Review: Ilona Andrews’s “Magic Shifts”

by Miles Raymer

Magic Shifts

It’s understandable that the eighth book in a fantasy series might come off a bit stale. Ilona Andrews’s Kate Daniels series is one of the best I’ve come across, but Magic Shifts is far from its best installment. Fortunately, what constitutes a slump for this story could be the peak of many lesser narratives, so there is still a lot to like. Magic Shifts is far from a failure, although it does suffer from some sluggish and rehashed elements.

My main complaint about Magic Shifts is the same thing that bothered me about Magic Slaysthe fifth book in the series. The quality of Kate Daniels books tends to rise and fall with the presence or absence of a truly engaging villain, and the villain causing havoc in Magic Shifts feels somewhat phoned in and generally unrelated to the story arc Andrews has worked hard to establish.

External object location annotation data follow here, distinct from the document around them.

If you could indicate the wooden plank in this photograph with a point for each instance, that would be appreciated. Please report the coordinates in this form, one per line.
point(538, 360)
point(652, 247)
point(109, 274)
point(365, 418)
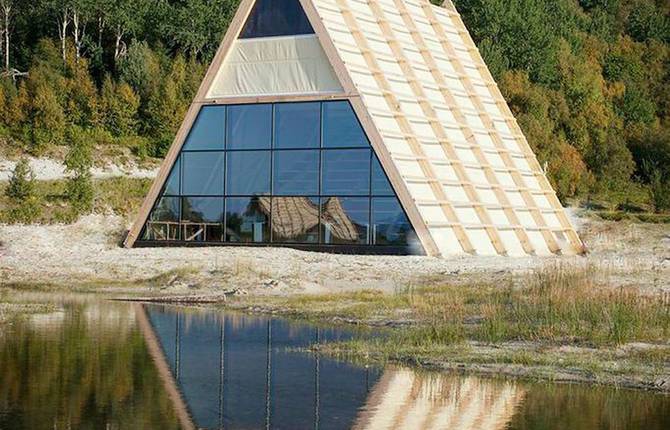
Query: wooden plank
point(392, 102)
point(276, 98)
point(511, 122)
point(231, 35)
point(552, 245)
point(430, 113)
point(370, 129)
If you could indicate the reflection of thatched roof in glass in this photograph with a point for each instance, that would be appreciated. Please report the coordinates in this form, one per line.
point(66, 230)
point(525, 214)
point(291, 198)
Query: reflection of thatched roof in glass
point(295, 216)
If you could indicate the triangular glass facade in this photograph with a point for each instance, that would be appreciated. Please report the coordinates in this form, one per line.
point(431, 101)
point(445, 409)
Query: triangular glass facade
point(297, 174)
point(270, 18)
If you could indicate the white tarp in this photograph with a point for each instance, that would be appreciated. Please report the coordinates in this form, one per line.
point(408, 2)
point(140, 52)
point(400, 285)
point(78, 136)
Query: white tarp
point(275, 66)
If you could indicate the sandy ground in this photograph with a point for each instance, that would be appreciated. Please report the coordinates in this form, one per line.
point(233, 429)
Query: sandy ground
point(88, 251)
point(47, 169)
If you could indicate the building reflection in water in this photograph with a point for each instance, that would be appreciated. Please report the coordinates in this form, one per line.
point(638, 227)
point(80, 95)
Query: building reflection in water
point(242, 372)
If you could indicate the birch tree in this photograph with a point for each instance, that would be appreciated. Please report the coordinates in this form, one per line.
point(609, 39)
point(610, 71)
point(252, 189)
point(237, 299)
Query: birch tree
point(6, 7)
point(126, 18)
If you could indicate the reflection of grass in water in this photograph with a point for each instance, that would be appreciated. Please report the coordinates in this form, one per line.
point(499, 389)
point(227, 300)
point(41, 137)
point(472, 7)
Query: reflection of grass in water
point(93, 372)
point(557, 304)
point(524, 324)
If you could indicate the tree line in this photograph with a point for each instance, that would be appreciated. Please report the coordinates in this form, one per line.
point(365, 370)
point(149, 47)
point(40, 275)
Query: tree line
point(588, 81)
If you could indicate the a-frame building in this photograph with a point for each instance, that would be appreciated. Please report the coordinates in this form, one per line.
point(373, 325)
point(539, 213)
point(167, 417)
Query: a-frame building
point(365, 126)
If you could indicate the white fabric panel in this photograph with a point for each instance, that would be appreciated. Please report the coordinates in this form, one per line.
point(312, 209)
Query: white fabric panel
point(273, 66)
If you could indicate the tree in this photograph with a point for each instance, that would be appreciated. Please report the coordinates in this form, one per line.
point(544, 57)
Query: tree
point(126, 17)
point(22, 183)
point(22, 193)
point(78, 163)
point(6, 7)
point(119, 108)
point(192, 29)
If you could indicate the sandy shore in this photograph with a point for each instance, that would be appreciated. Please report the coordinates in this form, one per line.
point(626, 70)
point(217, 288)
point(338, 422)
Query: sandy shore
point(88, 252)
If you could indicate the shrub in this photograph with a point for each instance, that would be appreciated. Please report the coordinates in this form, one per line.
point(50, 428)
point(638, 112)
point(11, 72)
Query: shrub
point(22, 183)
point(78, 162)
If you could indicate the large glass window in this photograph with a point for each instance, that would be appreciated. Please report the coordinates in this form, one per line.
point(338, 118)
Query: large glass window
point(163, 223)
point(208, 131)
point(295, 220)
point(297, 125)
point(345, 220)
point(248, 173)
point(390, 224)
point(247, 219)
point(172, 185)
point(341, 127)
point(289, 173)
point(249, 127)
point(276, 18)
point(346, 172)
point(202, 173)
point(296, 173)
point(380, 183)
point(202, 219)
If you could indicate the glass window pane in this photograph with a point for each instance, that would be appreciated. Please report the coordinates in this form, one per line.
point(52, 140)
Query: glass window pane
point(296, 172)
point(346, 172)
point(208, 129)
point(341, 127)
point(163, 223)
point(172, 184)
point(390, 226)
point(345, 220)
point(249, 126)
point(295, 220)
point(276, 18)
point(380, 183)
point(202, 173)
point(297, 125)
point(202, 219)
point(247, 219)
point(248, 173)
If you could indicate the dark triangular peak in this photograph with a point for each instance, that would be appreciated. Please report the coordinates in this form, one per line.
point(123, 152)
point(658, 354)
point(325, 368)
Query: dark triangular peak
point(271, 18)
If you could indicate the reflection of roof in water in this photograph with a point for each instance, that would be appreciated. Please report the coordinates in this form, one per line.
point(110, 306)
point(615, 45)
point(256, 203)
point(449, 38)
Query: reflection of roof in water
point(224, 370)
point(403, 399)
point(295, 216)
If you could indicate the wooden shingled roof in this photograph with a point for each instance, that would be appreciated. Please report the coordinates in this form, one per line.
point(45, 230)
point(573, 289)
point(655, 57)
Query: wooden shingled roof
point(452, 149)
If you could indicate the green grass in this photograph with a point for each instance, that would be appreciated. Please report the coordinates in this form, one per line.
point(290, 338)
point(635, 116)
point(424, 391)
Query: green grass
point(559, 317)
point(121, 196)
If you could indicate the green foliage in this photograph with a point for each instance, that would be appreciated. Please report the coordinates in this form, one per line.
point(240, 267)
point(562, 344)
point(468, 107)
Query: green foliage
point(119, 106)
point(22, 183)
point(78, 163)
point(587, 81)
point(21, 192)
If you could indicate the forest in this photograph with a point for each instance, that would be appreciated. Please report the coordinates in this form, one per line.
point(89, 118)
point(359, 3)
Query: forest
point(588, 80)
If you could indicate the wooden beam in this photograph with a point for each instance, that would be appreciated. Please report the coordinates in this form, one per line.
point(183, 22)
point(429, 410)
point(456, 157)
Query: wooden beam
point(431, 115)
point(231, 35)
point(403, 123)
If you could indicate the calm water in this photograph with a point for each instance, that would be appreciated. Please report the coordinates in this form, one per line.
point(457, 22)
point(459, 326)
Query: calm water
point(105, 365)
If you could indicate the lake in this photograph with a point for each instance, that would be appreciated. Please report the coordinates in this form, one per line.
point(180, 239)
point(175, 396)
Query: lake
point(98, 364)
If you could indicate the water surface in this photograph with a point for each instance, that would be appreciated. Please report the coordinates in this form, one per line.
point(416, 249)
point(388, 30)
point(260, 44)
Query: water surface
point(104, 365)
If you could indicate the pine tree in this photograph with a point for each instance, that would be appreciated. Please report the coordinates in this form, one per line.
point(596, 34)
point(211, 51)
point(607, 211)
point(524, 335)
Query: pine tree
point(22, 183)
point(22, 194)
point(47, 120)
point(119, 105)
point(78, 163)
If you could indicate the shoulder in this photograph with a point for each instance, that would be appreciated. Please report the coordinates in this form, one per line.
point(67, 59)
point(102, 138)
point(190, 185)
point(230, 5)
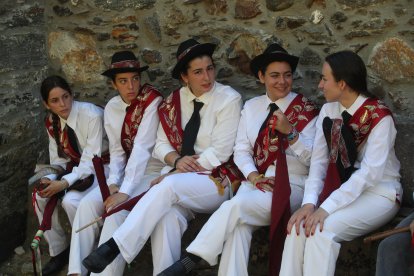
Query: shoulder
point(226, 92)
point(88, 109)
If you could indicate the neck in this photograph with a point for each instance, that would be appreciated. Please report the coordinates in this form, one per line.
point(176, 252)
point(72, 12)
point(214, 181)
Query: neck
point(348, 98)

All of this comes with a caveat, which is that Andrews ties things up very nicely by the end, and opens the way to some brand new and enticing developments. So while I basically enjoyed this book’s exposition, which shows Kate and Curran piecing together their post-Pack life, the rest of the book was a bit of a slog until the final few chapters. This felt like a got-to-get-to-where-we’re-going Kate Daniels book, rather than a here-we-are-let’s-kick-some-ass one. And that’s really not such a bad thing; it just means this one isn’t as exciting and compelling as many of its predecessors.

Releasing a less than stellar addition to this series certainly can’t stop Andrews from coming up with plenty of interesting ideas, clever banter, and thrilling fights. The nuts and bolts that Kate Daniels acolytes have learned to love are all here. This story continues its work as an intelligent meditation on the proper application(s) of power, and Andrews embellishes the land-claiming dynamic from the previous novel in some smart ways, enriching Kate’s understanding of the power and responsibility that flows from having claimed a geographical region. Andrews also tackles generational disagreements about tradition and propriety––a conflict that will hit home for anyone who’s ever fought with a parent about exactly which societal values are worth honoring (which is everyone).

Not really much more to say. I loved this book’s climax and conclusion, and suspect that Book 9 will pick up the pace and bring Kate closer to whatever destiny Andrews has cooked up for her.